Candy Freak is more than a treatise on the state of the candy bar industry. The author is so laugh-out-loud funny that I'd go so far as to call him the David Sedaris of chocolate. While personably sharing his own childhood traumas and memories, he also ably taps into readers' memories of youthful candy consumption. As Almond describes the sheer hoarding exhilaration of Halloween or the school-yard circulation of such mythic wonders as Pop Rocks or the intimate details of a particular bar's appeal, readers (if they are candy freaks like the author and the reviewer), will be transported back to their own mouthwatering discoveries and moments of childhood wonder.

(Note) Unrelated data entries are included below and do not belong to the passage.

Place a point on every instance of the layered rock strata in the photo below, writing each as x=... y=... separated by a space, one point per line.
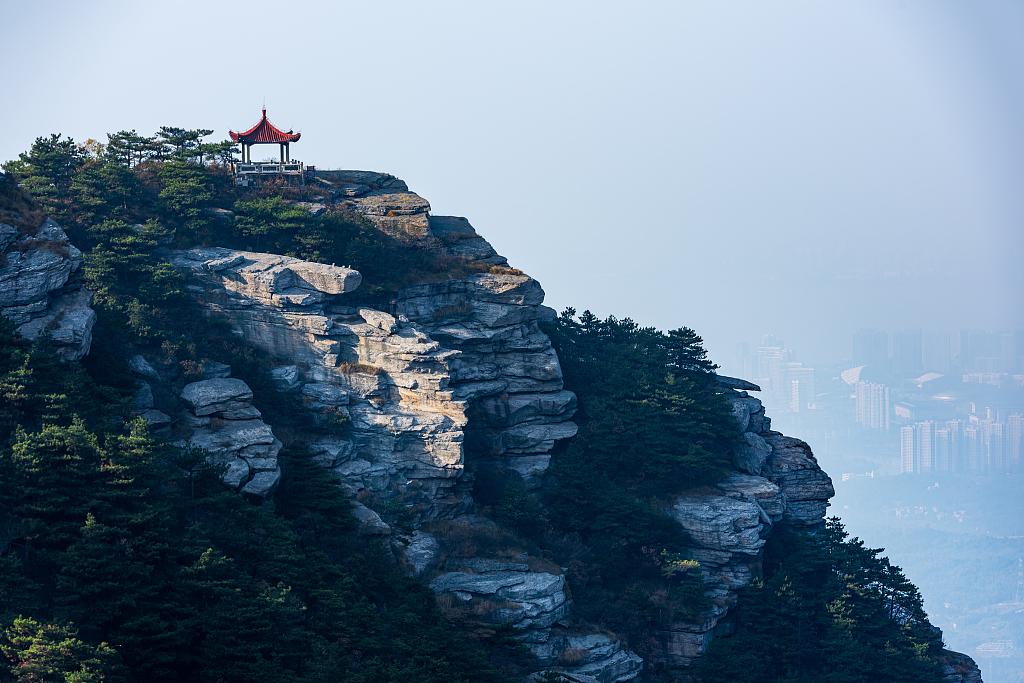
x=41 y=291
x=378 y=386
x=777 y=480
x=221 y=421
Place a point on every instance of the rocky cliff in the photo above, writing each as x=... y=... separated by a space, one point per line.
x=40 y=288
x=408 y=398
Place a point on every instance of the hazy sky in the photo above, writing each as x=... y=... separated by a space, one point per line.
x=803 y=168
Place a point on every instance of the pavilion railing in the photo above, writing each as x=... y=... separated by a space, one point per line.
x=268 y=168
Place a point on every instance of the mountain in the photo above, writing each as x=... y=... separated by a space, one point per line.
x=428 y=473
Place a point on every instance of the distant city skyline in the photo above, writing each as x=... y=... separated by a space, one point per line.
x=812 y=168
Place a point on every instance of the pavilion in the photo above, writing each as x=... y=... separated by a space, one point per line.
x=249 y=172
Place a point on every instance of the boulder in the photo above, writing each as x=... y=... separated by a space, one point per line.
x=215 y=395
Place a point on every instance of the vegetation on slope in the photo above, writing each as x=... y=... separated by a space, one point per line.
x=122 y=558
x=828 y=610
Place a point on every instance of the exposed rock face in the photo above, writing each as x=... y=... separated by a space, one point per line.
x=222 y=421
x=40 y=289
x=957 y=668
x=508 y=594
x=507 y=370
x=385 y=379
x=778 y=480
x=456 y=374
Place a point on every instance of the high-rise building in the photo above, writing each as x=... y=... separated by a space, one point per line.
x=972 y=449
x=907 y=352
x=872 y=406
x=802 y=390
x=937 y=351
x=992 y=445
x=925 y=442
x=954 y=427
x=1015 y=441
x=943 y=451
x=906 y=450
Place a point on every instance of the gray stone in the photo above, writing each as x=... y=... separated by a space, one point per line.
x=262 y=483
x=370 y=523
x=286 y=378
x=325 y=392
x=751 y=456
x=141 y=367
x=142 y=398
x=210 y=396
x=156 y=419
x=420 y=553
x=793 y=467
x=721 y=522
x=213 y=370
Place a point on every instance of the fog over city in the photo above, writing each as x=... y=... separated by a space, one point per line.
x=803 y=169
x=829 y=194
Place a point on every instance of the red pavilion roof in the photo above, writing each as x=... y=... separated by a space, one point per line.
x=264 y=132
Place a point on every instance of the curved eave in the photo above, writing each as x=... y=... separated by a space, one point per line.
x=249 y=138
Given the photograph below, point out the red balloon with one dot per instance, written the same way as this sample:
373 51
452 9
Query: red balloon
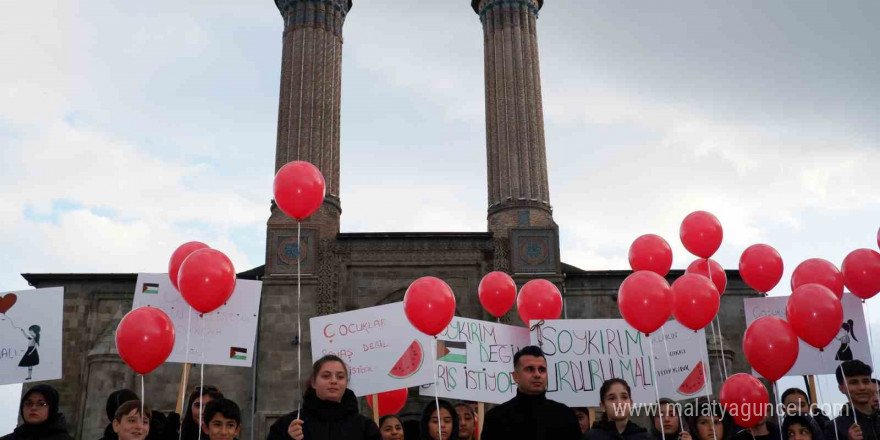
299 189
701 233
206 279
145 338
497 293
719 277
645 301
179 255
650 252
537 300
761 267
429 305
771 347
745 399
815 314
695 301
819 271
861 272
390 402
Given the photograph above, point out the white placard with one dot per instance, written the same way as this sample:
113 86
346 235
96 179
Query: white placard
851 342
384 352
30 335
475 360
583 353
222 337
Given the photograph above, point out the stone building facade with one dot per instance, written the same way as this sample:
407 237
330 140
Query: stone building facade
346 271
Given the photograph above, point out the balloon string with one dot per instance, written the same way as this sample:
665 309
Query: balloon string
706 378
202 379
436 386
870 332
536 327
298 321
657 388
778 404
848 395
185 362
669 365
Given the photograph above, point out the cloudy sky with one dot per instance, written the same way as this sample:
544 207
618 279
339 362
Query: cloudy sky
126 130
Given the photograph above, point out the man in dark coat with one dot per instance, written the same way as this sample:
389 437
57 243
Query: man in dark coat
42 421
854 381
530 415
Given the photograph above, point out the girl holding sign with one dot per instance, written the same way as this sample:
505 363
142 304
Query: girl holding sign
329 409
614 398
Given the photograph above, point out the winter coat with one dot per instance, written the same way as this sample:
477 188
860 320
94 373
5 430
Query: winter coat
54 428
325 420
870 424
530 417
607 430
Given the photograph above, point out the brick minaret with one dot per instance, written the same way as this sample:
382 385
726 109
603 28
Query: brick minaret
518 188
520 216
308 110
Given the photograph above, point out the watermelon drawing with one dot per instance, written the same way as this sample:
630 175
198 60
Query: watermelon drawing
695 381
409 363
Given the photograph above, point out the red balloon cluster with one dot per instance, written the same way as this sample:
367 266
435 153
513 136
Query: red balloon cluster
815 314
761 267
537 300
179 255
299 189
497 293
695 301
745 399
650 252
429 305
645 301
145 338
206 279
819 271
861 272
718 276
771 347
390 402
701 233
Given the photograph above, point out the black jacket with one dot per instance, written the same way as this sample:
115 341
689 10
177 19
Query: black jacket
531 418
324 420
54 428
607 430
870 424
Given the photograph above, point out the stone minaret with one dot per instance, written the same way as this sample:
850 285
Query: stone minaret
308 129
519 197
308 110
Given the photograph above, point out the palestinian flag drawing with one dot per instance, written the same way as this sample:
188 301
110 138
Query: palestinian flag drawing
452 351
238 353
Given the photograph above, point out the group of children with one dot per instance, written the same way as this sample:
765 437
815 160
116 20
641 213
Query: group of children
330 412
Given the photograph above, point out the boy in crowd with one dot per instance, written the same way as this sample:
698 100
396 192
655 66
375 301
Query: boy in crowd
857 420
222 420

And perhaps they'll even be encouraged, despite the more grown-up and very real fear of cavities, to revisit some of the chocolates of their youth (if they can still be found) and find new ones as well. I, for one, have a date with a Five Star Bar in the very near future, and if this candy freak gets any more cavities as a result, the dentist bill is going straight to Steve Almond. Candy Freak is a scrumptious, seductive, bordering-on-sinful read.